Y además, en el valle me gusta ver caras de personas, no de alpinistas exhaustos por la altitud, sino de quienes trabajan los campos, cortan piedras, pastorean animales, acuden al mercado. Vuelvo de buena gana a la vida, la sangre se me acostumbra otra vez a la abundancia de oxígeno, deshace su densidad y el corazón palpita con latidos más lentos. Me escucho. Retoma sus funciones, el apetito, el sueño, todo lo demás.

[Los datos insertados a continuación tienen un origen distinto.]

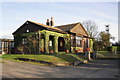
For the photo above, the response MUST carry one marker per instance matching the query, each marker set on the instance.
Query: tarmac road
(99, 69)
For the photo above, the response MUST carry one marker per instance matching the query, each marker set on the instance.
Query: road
(99, 69)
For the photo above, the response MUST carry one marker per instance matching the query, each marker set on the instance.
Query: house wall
(36, 44)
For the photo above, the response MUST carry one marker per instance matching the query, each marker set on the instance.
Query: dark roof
(67, 27)
(38, 27)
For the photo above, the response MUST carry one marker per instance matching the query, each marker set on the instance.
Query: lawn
(54, 58)
(107, 54)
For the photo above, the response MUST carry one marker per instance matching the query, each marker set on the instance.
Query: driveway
(99, 69)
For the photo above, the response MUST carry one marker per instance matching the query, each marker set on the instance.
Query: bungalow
(6, 46)
(37, 38)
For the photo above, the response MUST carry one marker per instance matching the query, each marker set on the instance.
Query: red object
(87, 49)
(66, 51)
(76, 50)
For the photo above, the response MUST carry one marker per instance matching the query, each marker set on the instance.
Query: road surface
(99, 69)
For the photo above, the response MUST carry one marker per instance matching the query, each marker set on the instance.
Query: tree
(105, 38)
(91, 28)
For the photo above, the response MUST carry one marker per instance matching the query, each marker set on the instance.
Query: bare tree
(91, 28)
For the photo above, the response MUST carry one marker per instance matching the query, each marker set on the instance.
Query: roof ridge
(45, 25)
(68, 24)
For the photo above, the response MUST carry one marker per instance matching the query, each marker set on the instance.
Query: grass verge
(107, 55)
(54, 58)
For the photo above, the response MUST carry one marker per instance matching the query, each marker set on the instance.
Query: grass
(55, 58)
(107, 55)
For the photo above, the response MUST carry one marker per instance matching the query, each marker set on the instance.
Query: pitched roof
(70, 27)
(38, 27)
(48, 27)
(67, 27)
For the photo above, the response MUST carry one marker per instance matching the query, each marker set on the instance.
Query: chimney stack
(47, 23)
(51, 22)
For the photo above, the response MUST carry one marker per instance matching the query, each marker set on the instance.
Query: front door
(61, 44)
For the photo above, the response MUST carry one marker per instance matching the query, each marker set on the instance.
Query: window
(27, 31)
(78, 41)
(24, 41)
(72, 40)
(50, 44)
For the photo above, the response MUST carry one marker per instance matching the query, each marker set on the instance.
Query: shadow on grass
(66, 57)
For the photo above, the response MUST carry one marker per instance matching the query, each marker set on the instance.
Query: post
(39, 42)
(56, 44)
(47, 43)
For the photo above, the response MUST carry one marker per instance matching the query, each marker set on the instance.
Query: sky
(14, 14)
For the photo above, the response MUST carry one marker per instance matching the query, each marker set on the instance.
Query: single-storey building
(37, 38)
(6, 46)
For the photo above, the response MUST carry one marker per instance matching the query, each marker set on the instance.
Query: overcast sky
(14, 14)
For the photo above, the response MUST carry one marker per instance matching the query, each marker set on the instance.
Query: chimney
(51, 22)
(47, 23)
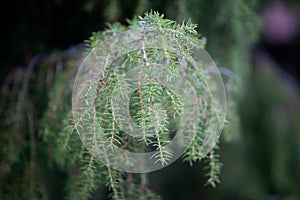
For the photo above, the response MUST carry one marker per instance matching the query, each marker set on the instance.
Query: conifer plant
(144, 96)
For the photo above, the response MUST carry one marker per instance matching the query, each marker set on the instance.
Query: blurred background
(259, 41)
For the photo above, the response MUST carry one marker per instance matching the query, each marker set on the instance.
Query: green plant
(159, 110)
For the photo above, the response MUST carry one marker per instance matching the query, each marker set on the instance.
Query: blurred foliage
(261, 162)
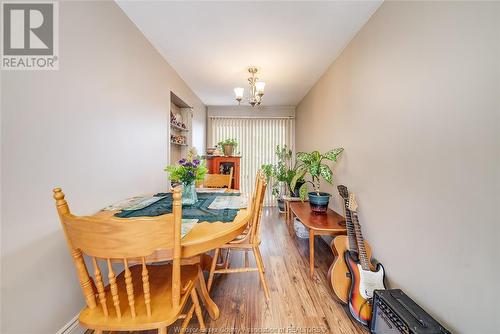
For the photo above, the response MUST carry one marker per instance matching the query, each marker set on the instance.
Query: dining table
(203, 237)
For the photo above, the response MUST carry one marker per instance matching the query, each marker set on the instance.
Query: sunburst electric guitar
(363, 280)
(339, 274)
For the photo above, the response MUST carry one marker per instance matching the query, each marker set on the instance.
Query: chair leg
(260, 266)
(197, 308)
(186, 320)
(226, 262)
(246, 258)
(260, 259)
(212, 269)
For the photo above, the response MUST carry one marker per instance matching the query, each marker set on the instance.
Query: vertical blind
(257, 140)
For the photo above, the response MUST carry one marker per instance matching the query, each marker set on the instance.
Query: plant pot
(295, 192)
(319, 201)
(228, 149)
(189, 196)
(281, 205)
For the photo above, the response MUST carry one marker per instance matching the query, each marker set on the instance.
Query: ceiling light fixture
(256, 89)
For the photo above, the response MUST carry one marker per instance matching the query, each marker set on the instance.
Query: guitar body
(363, 283)
(339, 275)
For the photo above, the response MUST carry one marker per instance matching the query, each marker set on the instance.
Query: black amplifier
(395, 312)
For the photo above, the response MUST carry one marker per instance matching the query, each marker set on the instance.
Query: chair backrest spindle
(100, 286)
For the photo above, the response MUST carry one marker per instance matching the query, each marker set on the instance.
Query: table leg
(211, 307)
(311, 253)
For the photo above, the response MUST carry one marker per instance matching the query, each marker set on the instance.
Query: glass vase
(189, 196)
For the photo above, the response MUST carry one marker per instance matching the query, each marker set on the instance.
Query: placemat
(199, 210)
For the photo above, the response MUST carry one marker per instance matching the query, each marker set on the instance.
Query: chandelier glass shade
(256, 89)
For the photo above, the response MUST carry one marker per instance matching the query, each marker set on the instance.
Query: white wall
(98, 128)
(414, 99)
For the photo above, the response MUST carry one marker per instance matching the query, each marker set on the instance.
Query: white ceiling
(210, 44)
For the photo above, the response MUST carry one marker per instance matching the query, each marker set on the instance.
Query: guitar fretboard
(363, 257)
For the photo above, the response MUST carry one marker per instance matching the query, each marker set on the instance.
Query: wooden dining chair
(249, 240)
(142, 296)
(218, 180)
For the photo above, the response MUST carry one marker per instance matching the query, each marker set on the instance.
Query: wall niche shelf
(181, 113)
(178, 128)
(179, 144)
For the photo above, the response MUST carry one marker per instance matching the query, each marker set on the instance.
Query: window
(257, 141)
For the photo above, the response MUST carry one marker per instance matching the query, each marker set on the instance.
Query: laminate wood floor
(298, 303)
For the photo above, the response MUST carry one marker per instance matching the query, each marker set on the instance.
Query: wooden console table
(329, 223)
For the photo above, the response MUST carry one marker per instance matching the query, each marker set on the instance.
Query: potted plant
(314, 165)
(228, 146)
(282, 175)
(188, 171)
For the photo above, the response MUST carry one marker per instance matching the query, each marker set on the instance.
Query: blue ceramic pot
(319, 201)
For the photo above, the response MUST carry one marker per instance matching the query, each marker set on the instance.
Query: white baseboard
(72, 327)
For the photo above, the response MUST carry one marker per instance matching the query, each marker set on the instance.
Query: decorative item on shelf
(256, 89)
(282, 174)
(228, 146)
(178, 139)
(313, 164)
(188, 171)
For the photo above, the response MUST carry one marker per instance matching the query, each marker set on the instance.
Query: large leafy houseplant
(228, 146)
(281, 172)
(315, 166)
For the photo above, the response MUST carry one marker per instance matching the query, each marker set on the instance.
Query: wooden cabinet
(222, 165)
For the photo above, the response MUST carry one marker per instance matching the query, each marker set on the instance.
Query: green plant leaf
(299, 175)
(304, 157)
(332, 155)
(326, 173)
(316, 156)
(303, 192)
(314, 169)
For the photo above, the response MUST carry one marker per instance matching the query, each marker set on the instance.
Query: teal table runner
(199, 210)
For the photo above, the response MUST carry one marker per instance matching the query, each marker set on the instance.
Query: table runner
(199, 210)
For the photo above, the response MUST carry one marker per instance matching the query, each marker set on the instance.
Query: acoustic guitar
(363, 280)
(339, 273)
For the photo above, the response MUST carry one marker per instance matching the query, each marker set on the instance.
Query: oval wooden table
(328, 223)
(204, 237)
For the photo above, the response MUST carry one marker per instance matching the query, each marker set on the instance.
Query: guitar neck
(363, 258)
(351, 234)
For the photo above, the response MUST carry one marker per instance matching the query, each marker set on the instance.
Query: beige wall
(415, 101)
(98, 127)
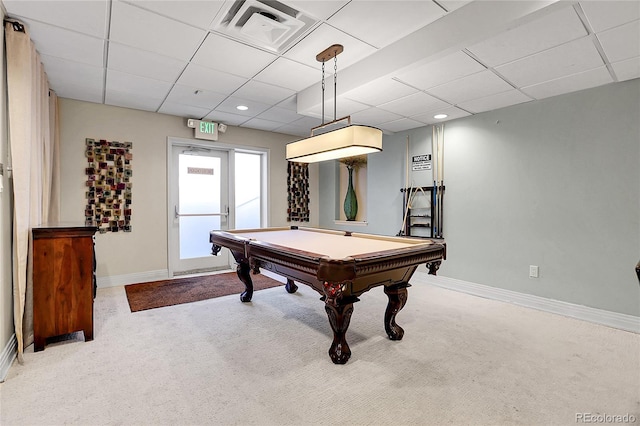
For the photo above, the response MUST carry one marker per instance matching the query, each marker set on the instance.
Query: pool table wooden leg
(433, 267)
(339, 317)
(243, 270)
(339, 310)
(397, 295)
(291, 286)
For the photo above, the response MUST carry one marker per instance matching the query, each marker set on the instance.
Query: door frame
(231, 149)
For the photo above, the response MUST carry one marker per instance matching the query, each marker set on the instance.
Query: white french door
(199, 203)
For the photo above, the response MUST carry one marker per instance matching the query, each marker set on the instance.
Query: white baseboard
(139, 277)
(585, 313)
(7, 356)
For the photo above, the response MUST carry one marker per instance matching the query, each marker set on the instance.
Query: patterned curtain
(298, 186)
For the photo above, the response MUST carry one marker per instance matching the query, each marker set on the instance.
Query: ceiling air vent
(268, 24)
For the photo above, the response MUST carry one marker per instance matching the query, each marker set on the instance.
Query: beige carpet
(464, 360)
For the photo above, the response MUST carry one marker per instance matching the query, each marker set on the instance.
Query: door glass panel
(248, 190)
(199, 194)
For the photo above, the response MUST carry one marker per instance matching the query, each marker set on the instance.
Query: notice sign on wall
(421, 162)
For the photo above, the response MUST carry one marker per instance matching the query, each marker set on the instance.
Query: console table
(63, 281)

Cuando vuelvo al campamento base desde la cumbre soy capaz de dormir veinticuatro horas seguidas. Me encapullo en el saco de plumas y salgo de él cuando he quedado saciada. Me despierto y pregunto a qué día estamos. Ocurre a veces que es de noche. Entonces como algo y soy capaz de quedarme dormida de nuevo. Y después llega una mañana en la que me levanto, me tomo un desayuno abundante y ya está digerida la cumbre. En los pies hay ganas de estirarse al aire libre, miro las montañas y vuelvo a sentir el cosquilleo en los dedos. En ese momento disfruto la ascensión realizada y me entran ganas de abrazar a todo el mundo. "Ya era hora", protestan. Por fin se ha dado cuenta Nives de haber llegado a la cima. Cuando estemos en el avión se dará cuenta también de que hemos llegado al campamento base.
Es así, la alegría llega para mí después del largo sueño del regreso, mientras ellos han hecho el equipaje, están ya con la cabeza en otra parte. En cambio, yo sigo estando en ese punto de equilibrio en el que no deseo nada, sólo que dure un poco más.
Tengo la suerte de hacer lo que me llena y a la vez me vacía. Soy un recipiente, que debe verter hasta su última reserva de energía para poder llenarse de nuevo. Y cada plenitud es mayor, por aumento de la capacidad de contener.